The problem with building a closed social network is that it sets up an all or nothing premise for users. They might like some of the signature features but they'll leave if there's not enough people to network with. That's a shame and a huge barrier to innovation and new social products.
The #fediverse changes that forever. People can now use the features they like from a mix of apps across a common network of people. This means we can take a whole new approach to how "social" and "media" should work including discovery, user experience and monetization that will be far healthier than anything we've had in the past.
@mike the only current limitation of the Fediverse is that to fully leverage the features of one server you'll need an account there and use its frontend. I look forward at an evolution of the system where the backend is fully content-agnostic and different frontends can be used with the same account. THAT will be perfection.
@oblomov@mike I can already use whatever app (front end) I want to access my one Mastodon account. I think you mean “web interfaces”, and I don’t expect that to ever happen. Can you access your gmail account using Yahoo mail?
@clith@mike but Mastodon is only good (if at that) for microblogging. Its interface is designed for that. PixelFed, PeerTube, lemmy, kbin etc have very different interfaces optimized for specific ways to interact with posts, images, videos, etc. And while you can interact with content from any of these platforms from any other platform, the experience is … suboptimal —and that's assuming you can at all.
@clith@mike for example, Mastodon has extremely poor support for ActivityPub Image objects, which is why PixelFed actually shares Notes instead of Images (which would be more appropriate): it does it to work around a limitation in Mastodon's design that no frontend can fix, because the content mangling happens at the server (backend) level, see also https://github.com/mastodon/mastodon/issues/24079 . And if you want a more type-specific experience, you actually do need multiple accounts on different services.
@clith@mike this is overall detrimental to the Fediverse and ActivityPub.

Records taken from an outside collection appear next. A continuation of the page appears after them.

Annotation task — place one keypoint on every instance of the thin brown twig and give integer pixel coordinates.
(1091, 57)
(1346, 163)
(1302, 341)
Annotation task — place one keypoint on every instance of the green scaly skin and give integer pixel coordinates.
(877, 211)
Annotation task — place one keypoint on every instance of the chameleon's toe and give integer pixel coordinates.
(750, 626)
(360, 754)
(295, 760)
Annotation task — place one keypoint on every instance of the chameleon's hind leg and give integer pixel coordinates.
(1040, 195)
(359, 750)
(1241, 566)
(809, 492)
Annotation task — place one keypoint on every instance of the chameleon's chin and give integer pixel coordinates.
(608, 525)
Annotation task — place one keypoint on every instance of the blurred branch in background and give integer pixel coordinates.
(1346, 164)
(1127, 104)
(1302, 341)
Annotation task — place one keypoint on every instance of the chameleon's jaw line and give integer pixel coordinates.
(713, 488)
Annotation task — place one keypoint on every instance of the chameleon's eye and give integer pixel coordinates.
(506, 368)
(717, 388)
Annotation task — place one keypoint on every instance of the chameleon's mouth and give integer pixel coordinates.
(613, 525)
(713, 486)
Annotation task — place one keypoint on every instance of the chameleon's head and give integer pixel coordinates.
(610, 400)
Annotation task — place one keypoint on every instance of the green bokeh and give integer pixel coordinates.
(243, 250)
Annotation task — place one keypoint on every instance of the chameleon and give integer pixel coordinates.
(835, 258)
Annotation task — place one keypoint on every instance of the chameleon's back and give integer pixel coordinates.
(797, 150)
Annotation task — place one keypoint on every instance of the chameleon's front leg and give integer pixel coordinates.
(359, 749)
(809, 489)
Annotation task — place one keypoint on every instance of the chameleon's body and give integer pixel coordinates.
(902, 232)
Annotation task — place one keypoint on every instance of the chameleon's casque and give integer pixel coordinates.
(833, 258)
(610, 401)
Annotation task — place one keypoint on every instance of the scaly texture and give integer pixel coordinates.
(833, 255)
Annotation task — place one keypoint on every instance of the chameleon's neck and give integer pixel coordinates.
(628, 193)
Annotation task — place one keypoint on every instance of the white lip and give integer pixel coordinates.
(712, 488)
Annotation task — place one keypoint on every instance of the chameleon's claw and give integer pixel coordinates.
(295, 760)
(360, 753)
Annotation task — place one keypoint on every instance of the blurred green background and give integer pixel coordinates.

What would be a better approach? One where the server is largely content-agnostic, and just takes care of account management and content distribution, with frontends taking care of the presentation. This way you could have “the PixelFed experience”, “the PeerTube experience”, “the Mastodon experience”, “the Lemmy experience” etc all from one single account (and PixelFed wouldn't have to fake its content type).
@clith@mike there are projects working in that direction, such as Vocata https://codeberg.org/Vocata/vocata, that also draws the useful parallel on email, differentiating the MTA from the MUA.
@manlycoffee@oblomov@mike
I should also note that #Graze is a thing that exists and people should use it because it simplifies browsing other instances exactly as you described by making your Web Browser effectively act as your front-end.
@mpesce Good question. A bunch of people are working on that including @evan, @tchambers and @J12t. Making #activitypub easier to implement within iOS and Android apps could enable the kind of Cambrian explosion you're talking about.